As the boats came up, more men wanted to board the crafts than the boats could hold. To prevent overloading, Burgwyn and Capt. William Graham stood along the line and counted off eighteen men (the number the boats could hold) for each trip across the creek. Burgwyn had to threaten one man (who pushed through without permission) with his sword before the soldier got out of the boat. For a little over an hour, this process was repeated until all the troops had been ferried over the creek. Burgwyn crossed the creek last, just as Yankee skirmishers appeared several hundred yards away.
Once over Brice's Creek, Vance moved the regiment (joined by a portion of the 33rd North Carolina under Lt. Col. Hoke) toward Trenton. When they reached the town, the troops crossed the Trent River and continued on to the designated gathering point at Kinston. Around noon on March 16, the troops reached Kinston.
As the 26th North Carolina neared Kinston it received an escort from the famed Moravian brass band from Salem. The musicians met the troops and marched them into town playing "Dixie." The stirring notes of that tune must have made the steps of the weary soldiers a little lighter.

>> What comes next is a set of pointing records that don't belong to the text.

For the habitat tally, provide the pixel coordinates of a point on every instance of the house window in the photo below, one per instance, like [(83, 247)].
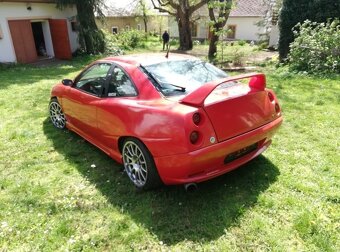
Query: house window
[(231, 31), (74, 26), (194, 30), (114, 29)]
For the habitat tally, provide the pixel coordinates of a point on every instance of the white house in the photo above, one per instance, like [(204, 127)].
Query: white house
[(242, 22), (35, 29)]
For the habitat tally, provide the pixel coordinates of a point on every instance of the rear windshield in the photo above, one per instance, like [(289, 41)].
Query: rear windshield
[(180, 77)]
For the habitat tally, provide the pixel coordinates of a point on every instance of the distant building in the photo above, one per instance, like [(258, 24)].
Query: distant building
[(35, 29), (242, 22), (117, 20)]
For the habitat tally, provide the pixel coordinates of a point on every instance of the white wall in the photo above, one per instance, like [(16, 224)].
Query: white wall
[(274, 36), (246, 28), (39, 11)]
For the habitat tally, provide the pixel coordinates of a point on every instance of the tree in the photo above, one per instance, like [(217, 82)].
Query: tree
[(218, 20), (143, 11), (90, 38), (182, 10), (293, 12)]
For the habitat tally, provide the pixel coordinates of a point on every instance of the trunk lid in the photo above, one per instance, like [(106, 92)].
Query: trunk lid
[(232, 107)]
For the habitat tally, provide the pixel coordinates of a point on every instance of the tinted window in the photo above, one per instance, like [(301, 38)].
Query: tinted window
[(120, 84), (183, 76), (93, 79)]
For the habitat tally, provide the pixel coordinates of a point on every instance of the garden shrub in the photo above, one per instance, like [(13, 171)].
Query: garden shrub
[(111, 44), (241, 42), (316, 48)]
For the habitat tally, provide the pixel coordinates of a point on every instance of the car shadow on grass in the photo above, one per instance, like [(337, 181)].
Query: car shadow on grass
[(170, 213)]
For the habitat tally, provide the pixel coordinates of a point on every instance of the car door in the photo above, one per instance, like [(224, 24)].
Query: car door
[(80, 103), (113, 109)]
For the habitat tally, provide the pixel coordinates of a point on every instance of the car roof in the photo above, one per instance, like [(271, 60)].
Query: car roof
[(146, 59)]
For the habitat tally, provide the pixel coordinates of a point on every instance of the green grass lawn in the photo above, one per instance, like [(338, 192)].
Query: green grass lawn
[(52, 199)]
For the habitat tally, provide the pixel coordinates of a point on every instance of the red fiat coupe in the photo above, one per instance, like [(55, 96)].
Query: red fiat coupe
[(171, 120)]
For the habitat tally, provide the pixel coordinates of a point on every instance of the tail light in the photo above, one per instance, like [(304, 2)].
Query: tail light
[(270, 96), (277, 108), (196, 118), (194, 136)]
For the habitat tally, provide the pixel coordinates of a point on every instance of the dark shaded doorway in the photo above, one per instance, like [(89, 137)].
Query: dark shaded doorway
[(39, 39)]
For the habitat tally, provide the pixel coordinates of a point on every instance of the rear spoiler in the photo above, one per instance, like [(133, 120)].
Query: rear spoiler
[(196, 98)]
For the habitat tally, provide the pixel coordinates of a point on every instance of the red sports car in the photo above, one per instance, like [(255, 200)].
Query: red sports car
[(171, 120)]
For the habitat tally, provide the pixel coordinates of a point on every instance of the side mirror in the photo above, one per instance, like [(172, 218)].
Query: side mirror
[(67, 82)]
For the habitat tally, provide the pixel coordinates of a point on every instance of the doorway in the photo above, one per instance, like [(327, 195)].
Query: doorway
[(39, 40)]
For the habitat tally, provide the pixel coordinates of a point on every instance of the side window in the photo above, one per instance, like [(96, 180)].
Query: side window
[(120, 84), (93, 80)]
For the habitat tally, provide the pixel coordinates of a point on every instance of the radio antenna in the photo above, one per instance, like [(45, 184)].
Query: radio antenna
[(168, 50)]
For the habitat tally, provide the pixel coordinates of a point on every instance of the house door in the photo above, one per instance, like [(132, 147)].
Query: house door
[(60, 39), (23, 40)]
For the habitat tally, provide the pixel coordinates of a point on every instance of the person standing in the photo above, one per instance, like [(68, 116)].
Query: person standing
[(166, 39)]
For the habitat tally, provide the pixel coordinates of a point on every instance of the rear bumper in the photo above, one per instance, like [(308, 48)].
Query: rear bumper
[(209, 162)]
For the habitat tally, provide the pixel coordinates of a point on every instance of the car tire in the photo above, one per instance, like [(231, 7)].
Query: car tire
[(139, 165), (57, 115)]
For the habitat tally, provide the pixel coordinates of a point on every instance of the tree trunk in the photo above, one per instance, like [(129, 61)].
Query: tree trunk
[(90, 37), (185, 39), (145, 24)]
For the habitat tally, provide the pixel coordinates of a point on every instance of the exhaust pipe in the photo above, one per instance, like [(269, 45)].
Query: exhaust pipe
[(191, 187)]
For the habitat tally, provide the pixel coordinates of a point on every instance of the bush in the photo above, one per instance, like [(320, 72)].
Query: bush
[(196, 42), (293, 12), (241, 42), (111, 44), (316, 48)]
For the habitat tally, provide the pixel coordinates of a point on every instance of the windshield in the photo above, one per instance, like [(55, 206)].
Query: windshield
[(179, 77)]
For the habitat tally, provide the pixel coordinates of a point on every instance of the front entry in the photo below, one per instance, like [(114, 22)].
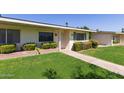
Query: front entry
[(64, 39)]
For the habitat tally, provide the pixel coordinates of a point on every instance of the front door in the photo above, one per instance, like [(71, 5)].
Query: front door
[(64, 39)]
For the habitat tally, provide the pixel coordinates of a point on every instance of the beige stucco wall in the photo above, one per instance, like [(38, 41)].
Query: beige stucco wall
[(64, 38), (73, 41), (103, 38), (122, 39), (29, 33)]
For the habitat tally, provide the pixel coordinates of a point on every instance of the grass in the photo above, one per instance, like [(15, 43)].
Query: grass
[(114, 54), (34, 67)]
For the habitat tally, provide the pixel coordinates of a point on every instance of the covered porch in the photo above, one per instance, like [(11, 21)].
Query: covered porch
[(118, 39)]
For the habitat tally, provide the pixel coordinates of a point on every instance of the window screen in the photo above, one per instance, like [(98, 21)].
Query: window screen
[(79, 36), (13, 36), (45, 36)]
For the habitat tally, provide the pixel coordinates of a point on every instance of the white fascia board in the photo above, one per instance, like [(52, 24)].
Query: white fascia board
[(39, 24)]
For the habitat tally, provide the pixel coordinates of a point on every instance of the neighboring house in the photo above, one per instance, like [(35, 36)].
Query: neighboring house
[(22, 31), (108, 38)]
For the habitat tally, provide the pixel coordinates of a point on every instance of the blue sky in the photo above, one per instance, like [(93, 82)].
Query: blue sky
[(106, 22)]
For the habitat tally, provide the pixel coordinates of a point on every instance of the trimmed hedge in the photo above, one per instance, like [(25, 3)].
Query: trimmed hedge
[(7, 48), (29, 46), (94, 43), (45, 45), (78, 46), (49, 45)]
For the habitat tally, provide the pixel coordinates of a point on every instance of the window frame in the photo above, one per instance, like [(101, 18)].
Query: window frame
[(6, 36), (46, 40), (77, 38)]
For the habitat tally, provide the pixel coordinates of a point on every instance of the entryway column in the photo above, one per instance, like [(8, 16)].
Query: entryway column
[(59, 39)]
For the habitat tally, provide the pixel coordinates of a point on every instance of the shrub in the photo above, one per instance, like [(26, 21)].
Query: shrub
[(94, 43), (77, 46), (7, 48), (87, 45), (49, 45), (50, 74), (46, 45), (79, 74), (29, 46), (53, 45)]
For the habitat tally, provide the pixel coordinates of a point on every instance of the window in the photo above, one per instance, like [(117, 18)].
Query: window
[(13, 36), (2, 36), (79, 36), (9, 36), (45, 36)]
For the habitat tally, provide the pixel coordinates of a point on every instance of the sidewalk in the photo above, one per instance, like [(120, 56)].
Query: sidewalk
[(101, 63), (25, 53)]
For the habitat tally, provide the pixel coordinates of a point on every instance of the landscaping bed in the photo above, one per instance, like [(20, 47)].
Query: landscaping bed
[(113, 54), (53, 65)]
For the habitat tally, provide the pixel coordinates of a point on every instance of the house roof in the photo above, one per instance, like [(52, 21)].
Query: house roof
[(28, 22)]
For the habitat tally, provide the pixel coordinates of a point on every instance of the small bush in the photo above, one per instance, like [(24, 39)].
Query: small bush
[(79, 74), (94, 44), (53, 45), (49, 45), (45, 45), (7, 48), (77, 46), (50, 74), (87, 45), (29, 46)]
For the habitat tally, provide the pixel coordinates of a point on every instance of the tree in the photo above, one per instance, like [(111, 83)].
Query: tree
[(97, 30), (87, 28), (66, 24), (122, 30)]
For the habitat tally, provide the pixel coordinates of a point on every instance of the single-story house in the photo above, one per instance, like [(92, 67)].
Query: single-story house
[(108, 38), (23, 31)]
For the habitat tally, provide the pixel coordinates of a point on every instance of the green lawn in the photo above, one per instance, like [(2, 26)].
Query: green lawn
[(114, 54), (62, 66)]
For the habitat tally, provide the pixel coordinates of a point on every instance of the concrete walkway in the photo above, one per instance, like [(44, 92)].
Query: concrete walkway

The 26th North Carolina performed well at New Bern. Although most of the regiment had not been heavily engaged in the fighting, the men held their ground, not retreating until the remainder of the Confederate forces had already left the field. The retreat itself was orderly and well managed for the most part, with the only signs of panic occurring when the soldiers were confronted with the unfordable Brice's Creek. Yet the discipline drilled into the troops by Lt. Col. Burgwyn manifested itself, allowing the regiment to ferry across with few problems. After crossing the creek, the men then covered forty-eight miles in forty hours by marching over muddy roads night and day, never stopping to rest for more than four hours.
Within a few days after the regiment arrived at Kinston, the morale of the troops improved dramatically. A number of men, some believing that the battle of New Bern had been lost because of poor leadership by Gen. Branch and the failure of the militia to hold its ground, expressed their desire to fight the Yankees again. As one soldier told his father, "we ar ready for the blasted thing again . . . they may over pour us, but they cant Scear us."